J'espère qu’à l’occasion de Rio+20, nous parviendrons à renforcer l’idée selon
laquelle l'inclusion sociale et l’environnement doivent aller de paire et sont
complémentaires. La réduction des émissions doit être compatible avec la
réduction de la pauvreté. La responsabilité des pays développés n’en est que
plus importante et doit comprendre le transfert de technologies propres vers les
pays les moins développés.
La société doit pouvoir suivre en permanence les foras et accords
internationaux. Les échanges tels que les Rencontres du Mont-Blanc, qui
rassemblent divers secteurs de la société d’origines diverses dans le monde
sont fondamentales pour élaborer de nouvelles idées et forger de nouvelles
alliances permettant de relever à la fois les défis sociaux et les défis
écologiques. Mon expérience politique, en tant que leader syndical et politique,
puis en tant que président du Brésil, m'a enseigné combien il est important
d’être à l’écoute, et en particulier d’écouter ceux qui ne sont pas d'accord avec
nous, y compris pour élaborer les politiques publiques.

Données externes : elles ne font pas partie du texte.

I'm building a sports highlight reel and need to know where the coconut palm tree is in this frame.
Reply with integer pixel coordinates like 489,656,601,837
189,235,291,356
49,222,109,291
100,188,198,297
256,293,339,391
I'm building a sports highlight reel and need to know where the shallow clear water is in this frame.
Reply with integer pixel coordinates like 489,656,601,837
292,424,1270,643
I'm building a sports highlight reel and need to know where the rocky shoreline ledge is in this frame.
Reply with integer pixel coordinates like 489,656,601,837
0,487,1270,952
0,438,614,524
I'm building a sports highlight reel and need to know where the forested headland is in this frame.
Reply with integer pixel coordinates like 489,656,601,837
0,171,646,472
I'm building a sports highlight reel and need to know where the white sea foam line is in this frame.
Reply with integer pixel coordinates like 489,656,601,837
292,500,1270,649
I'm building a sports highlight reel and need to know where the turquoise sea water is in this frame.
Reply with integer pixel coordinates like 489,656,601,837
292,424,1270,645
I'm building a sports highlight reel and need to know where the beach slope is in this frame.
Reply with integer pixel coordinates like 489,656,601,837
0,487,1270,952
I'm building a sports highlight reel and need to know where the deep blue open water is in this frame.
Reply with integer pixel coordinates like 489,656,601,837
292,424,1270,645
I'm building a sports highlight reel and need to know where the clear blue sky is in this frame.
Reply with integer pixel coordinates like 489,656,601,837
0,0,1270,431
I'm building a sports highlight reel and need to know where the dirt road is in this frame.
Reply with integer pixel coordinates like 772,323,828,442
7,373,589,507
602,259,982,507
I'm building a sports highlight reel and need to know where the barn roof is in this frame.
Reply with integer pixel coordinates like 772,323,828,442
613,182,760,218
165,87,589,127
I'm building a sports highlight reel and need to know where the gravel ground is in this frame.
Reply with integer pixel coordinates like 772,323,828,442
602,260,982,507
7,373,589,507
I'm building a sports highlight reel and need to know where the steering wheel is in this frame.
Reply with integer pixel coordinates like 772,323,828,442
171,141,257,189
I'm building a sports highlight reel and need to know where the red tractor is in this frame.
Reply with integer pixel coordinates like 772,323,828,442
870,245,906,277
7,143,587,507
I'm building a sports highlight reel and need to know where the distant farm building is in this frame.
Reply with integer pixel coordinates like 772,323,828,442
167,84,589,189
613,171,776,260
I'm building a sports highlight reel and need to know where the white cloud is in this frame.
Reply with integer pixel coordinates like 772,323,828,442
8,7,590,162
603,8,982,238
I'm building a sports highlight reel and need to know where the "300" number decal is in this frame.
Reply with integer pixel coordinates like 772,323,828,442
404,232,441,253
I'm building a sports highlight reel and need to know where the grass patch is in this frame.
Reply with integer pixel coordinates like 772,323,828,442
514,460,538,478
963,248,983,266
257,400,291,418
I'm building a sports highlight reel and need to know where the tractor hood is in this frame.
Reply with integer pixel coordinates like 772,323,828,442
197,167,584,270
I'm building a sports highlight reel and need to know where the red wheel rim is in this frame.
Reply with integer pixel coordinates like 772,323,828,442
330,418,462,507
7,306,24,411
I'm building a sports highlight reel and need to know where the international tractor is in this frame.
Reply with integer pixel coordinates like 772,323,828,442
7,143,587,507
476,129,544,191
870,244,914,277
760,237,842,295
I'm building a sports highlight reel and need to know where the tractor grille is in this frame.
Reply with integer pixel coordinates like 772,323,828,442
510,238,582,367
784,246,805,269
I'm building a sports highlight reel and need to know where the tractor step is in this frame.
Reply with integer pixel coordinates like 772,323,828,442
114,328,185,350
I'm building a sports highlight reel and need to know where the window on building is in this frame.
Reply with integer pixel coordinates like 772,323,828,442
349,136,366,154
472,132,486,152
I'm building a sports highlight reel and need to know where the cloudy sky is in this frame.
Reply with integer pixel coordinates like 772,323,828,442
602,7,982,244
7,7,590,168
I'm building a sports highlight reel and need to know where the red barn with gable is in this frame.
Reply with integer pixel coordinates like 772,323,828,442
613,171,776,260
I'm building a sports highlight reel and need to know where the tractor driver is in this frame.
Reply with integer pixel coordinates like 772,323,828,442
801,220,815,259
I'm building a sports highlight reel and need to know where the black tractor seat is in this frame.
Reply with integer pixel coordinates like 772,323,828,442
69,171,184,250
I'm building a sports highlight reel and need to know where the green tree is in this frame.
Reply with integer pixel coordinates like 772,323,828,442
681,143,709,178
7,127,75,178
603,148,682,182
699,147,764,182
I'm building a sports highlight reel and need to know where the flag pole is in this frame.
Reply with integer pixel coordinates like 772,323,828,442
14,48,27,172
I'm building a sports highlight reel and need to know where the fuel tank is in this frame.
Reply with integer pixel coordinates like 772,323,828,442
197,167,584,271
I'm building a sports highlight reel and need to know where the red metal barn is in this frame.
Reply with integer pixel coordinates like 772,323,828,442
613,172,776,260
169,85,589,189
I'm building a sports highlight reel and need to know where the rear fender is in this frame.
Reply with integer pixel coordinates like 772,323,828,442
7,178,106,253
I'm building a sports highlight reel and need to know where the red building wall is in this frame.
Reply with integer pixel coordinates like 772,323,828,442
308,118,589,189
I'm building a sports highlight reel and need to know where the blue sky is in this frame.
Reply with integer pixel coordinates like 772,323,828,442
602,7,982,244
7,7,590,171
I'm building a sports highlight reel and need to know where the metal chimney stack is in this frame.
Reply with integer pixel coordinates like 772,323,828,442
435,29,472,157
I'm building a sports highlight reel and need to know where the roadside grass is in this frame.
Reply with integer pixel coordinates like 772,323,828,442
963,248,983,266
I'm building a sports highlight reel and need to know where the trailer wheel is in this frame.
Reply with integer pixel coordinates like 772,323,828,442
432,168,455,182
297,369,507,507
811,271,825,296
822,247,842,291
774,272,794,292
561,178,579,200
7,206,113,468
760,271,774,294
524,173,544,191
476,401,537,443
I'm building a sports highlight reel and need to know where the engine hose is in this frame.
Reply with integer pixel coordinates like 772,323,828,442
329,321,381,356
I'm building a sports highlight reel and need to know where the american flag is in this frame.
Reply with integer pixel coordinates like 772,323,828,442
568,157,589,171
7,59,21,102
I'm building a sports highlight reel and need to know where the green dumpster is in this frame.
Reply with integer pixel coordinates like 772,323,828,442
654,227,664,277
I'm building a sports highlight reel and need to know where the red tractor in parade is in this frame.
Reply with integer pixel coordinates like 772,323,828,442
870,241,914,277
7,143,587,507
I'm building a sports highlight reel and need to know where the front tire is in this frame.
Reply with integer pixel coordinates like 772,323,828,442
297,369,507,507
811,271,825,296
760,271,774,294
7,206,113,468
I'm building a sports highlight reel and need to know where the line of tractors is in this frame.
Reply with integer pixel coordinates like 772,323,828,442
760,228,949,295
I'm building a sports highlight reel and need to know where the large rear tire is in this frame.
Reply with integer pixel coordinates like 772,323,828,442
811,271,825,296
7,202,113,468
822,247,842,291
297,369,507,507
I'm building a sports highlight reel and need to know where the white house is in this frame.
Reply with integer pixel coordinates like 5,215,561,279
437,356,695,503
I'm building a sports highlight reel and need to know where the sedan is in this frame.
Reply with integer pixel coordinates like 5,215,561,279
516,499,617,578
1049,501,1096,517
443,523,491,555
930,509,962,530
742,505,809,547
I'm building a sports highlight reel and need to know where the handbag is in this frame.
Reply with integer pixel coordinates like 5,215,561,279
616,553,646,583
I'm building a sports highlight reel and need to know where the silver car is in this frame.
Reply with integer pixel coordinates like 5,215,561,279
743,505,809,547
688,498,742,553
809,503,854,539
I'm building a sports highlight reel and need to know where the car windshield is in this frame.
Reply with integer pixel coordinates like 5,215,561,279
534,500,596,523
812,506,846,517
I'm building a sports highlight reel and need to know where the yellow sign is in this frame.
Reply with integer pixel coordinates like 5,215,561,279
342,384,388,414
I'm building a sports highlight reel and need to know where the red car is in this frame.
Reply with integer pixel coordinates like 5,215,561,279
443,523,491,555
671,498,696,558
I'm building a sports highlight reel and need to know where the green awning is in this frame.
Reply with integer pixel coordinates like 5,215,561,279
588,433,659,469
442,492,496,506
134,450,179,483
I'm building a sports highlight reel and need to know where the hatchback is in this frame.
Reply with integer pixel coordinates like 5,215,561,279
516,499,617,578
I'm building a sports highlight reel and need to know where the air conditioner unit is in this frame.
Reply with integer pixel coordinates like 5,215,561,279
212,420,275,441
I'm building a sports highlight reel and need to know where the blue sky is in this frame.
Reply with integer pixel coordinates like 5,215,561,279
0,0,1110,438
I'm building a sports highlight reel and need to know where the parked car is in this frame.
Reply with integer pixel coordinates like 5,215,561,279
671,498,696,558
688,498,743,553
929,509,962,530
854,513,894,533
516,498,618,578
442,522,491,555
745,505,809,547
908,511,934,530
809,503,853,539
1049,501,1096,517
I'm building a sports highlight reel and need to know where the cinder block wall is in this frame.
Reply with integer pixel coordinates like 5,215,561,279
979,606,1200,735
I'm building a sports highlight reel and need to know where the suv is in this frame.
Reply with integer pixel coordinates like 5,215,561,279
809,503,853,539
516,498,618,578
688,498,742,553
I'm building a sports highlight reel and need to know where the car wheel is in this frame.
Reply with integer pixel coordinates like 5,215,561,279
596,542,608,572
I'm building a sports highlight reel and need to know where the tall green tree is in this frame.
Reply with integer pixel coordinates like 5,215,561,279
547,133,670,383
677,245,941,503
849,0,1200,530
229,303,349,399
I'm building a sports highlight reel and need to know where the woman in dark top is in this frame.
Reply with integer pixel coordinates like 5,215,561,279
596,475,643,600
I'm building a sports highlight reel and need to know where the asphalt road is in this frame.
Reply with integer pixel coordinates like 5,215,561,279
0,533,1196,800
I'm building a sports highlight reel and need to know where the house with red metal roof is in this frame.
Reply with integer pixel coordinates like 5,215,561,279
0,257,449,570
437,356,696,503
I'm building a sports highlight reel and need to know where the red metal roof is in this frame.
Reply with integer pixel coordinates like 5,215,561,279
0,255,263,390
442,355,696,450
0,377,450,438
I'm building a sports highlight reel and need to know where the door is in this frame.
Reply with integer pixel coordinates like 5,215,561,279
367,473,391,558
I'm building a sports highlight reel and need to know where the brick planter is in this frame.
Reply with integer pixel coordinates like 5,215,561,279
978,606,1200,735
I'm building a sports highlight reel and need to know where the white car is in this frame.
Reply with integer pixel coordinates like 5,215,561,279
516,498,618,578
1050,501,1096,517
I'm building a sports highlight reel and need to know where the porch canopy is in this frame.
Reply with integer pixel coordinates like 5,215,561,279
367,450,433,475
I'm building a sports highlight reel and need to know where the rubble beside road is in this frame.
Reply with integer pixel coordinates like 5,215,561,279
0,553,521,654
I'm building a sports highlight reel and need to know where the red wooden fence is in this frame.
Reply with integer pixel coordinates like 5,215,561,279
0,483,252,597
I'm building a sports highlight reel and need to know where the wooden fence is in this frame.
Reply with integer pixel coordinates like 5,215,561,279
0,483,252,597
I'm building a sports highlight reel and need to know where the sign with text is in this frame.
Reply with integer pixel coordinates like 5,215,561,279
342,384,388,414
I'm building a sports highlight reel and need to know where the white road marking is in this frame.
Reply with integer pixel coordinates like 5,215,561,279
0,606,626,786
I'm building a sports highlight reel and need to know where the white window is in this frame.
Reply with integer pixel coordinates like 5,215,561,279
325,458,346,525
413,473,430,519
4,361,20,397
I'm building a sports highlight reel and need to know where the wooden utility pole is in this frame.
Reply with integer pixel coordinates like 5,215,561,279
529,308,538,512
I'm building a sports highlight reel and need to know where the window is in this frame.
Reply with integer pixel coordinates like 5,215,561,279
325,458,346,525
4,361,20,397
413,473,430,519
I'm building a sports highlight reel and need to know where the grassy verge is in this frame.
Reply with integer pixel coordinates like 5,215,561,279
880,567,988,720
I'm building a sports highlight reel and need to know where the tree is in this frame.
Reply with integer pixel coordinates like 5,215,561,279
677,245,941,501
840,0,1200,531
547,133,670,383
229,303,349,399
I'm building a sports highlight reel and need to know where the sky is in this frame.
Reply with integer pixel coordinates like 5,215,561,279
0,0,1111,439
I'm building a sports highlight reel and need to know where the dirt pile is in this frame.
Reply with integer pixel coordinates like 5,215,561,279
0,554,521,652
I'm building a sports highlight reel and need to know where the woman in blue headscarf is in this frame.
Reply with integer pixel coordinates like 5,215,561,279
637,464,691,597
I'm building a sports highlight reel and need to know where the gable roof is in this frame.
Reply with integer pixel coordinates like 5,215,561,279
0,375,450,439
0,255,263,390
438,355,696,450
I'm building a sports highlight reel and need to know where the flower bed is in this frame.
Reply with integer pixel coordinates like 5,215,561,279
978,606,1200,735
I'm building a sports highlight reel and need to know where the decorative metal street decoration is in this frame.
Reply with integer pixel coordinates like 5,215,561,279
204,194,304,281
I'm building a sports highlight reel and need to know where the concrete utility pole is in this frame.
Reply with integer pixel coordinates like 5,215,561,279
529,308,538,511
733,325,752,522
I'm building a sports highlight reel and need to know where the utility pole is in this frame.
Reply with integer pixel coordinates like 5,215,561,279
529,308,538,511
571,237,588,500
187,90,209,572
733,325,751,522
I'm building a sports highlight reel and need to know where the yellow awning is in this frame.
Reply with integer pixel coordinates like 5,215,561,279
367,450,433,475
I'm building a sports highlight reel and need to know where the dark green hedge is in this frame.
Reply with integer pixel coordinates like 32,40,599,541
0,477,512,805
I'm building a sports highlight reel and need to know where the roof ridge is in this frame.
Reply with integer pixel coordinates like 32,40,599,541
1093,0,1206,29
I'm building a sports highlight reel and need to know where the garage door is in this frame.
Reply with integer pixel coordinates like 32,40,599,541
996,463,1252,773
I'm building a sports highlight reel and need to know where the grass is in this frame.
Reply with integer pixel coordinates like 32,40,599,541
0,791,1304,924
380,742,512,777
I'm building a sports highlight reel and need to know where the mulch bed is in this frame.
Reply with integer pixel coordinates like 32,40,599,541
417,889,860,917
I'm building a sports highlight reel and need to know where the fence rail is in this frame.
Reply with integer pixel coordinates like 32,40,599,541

Je me félicite de la réalisation de cette rencontre à quelques mois de Rio +20,
me réjouis de l'élargissement des activités des Rencontres du Mont-Blanc à
partir de 2011, et regrette de ne pouvoir être présent parmi vous.
L'échange d'expériences et de connaissances entre les leaders sociaux du
monde entier est essentiel pour échafauder la gouvernance et la coopération
internationale dont nous avons besoin pour relever les défis qui se posent à
nous et tirer parti des opportunités du XXIe siècle.